- Born: Shūji Satō 19 December 1957 (age 68) Kutchan, Hokkaidō, Japan
- Occupation: Manga artist
- Years active: 1985–present
- Known for: Patlabor; Birdy the Mighty; Kyūkyoku Chōjin R;

= Masami Yuki =

Japanese manga artist

Masami Yuki (ゆうきまさみ, Yūki Masami), real name Shūji Satō (佐藤修司 Satō Shūji; born December 19, 1957), is a Japanese manga artist.

He is a member of the artist collective known as Headgear, along with Mamoru Oshii, Akemi Takada, Kazunori Itō, and Yutaka Izubuchi. He has received multiple awards for his work: the 1988 Seiun Award for Kyūkyoku Chōjin R, and the 1991 Shogakukan Manga Award for Mobile Police Patlabor.

After graduating from Kutchan High School, Yūki moved to Tokyo, where he worked as a manga assistant under artists like Miki Tori and Kaoru Shintani, who inspired him to create his own works. He began by publishing several works in doujinshi, and soon after began working as a professional manga artist with Weekly Shōnen Sunday.
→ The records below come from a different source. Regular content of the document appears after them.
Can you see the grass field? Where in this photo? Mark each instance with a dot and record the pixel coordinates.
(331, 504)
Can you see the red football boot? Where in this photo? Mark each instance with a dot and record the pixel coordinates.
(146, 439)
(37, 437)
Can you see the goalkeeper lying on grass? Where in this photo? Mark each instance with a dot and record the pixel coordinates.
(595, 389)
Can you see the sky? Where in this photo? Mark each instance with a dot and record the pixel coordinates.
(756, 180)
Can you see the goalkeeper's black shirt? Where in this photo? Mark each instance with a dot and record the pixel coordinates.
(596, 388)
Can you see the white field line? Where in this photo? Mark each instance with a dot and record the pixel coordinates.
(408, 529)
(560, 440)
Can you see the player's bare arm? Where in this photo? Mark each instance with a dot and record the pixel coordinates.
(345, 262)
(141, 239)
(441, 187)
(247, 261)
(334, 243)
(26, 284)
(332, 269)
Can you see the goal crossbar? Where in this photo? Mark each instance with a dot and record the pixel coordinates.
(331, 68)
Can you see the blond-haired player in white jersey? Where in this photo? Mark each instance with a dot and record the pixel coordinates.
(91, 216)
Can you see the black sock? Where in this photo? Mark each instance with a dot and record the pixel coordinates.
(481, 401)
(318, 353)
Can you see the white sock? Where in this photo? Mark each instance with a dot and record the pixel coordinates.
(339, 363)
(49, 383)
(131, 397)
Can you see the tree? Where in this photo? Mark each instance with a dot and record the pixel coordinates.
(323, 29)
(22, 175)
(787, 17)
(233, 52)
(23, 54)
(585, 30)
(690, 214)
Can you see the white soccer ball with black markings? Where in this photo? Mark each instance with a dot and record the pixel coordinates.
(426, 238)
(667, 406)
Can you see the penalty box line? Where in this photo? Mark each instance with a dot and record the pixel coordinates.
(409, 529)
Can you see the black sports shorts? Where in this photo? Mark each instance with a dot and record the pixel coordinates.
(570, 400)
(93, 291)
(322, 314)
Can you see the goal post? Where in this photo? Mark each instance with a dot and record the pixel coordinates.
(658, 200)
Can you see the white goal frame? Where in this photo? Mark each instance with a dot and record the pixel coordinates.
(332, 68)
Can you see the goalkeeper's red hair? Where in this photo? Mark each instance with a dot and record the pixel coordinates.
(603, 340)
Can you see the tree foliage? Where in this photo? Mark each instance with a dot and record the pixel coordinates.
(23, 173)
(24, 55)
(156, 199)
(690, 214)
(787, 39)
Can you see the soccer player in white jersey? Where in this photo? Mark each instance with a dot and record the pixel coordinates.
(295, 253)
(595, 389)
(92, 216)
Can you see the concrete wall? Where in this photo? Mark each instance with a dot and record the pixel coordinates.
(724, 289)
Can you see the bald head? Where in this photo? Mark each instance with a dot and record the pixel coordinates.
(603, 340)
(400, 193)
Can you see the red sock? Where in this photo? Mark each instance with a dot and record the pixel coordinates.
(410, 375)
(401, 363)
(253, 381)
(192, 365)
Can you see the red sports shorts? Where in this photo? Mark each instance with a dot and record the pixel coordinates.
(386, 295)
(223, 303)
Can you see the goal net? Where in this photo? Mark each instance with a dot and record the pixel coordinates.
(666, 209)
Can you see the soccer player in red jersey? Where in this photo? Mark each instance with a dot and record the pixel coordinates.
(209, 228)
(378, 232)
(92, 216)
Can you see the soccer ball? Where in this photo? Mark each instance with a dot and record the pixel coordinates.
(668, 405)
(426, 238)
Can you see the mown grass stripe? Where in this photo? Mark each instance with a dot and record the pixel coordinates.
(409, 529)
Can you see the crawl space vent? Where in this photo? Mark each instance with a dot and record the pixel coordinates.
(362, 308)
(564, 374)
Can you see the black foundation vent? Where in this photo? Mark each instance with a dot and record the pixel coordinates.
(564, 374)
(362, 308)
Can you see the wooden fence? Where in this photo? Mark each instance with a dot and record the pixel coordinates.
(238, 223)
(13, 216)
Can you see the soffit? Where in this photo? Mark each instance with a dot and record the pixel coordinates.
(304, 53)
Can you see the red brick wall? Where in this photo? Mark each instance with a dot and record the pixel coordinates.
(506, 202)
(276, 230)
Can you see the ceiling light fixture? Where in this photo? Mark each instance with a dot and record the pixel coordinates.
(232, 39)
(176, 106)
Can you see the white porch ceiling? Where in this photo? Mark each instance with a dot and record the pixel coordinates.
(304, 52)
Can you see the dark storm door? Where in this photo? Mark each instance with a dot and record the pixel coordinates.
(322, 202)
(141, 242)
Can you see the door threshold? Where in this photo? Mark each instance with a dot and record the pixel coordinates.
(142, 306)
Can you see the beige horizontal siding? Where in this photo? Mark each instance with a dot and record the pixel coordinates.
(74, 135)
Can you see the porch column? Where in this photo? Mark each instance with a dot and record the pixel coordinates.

In the mid-1980s, he developed the original concept for a lighthearted mecha anime that would become Patlabor, which launched in 1988 with the Early Days OVA and Yūki's serialized manga. As of 2026, he continues to work on projects like Shinkurō, Hashiru! and Patlabor EZY.

==Works==
- Aliens Next Door (1 tankōbon)
- Assemble Insert
- Atom: The Beginning
- Birdy the Mighty
  - Original version: 1 tankōbon
  - Remake: 20 tankōbon as of October 2008
- Birdy the Mighty: Evolution
  - 13 tankōbon as of October 2012
- Doyō Wide Satsujin Jiken (1 tankōbon, co-authored with Miki Tori)
  - Doyō Wide Satsujin Jiken: Kyōto Waraningyō Satsujin Jiken (1 tankōbon)
- Jaja Uma Grooming Up! (26 tankōbon, 14 bunkoban)
- Kyūkyoku Chōjin R (5 bunkobon)
- Magical Lucy
- Mariana Densetsu (3 tankōbon)
- Pangea no Musume Kunie (5 tankōbon)
- Parody World
- Mobile Police Patlabor (22 tankōbon, 11 wideban, 11 bunkoban)
- Shinkurō, Hashiru! (11 tankōbon as of September 2022)
- Yamato Takeru no Bōken
- Yūki Masami no Hateshinai Monogatari (2 tankōbon)

Yuki is also the designer of the avatar mascot for the Vocaloid Gumi.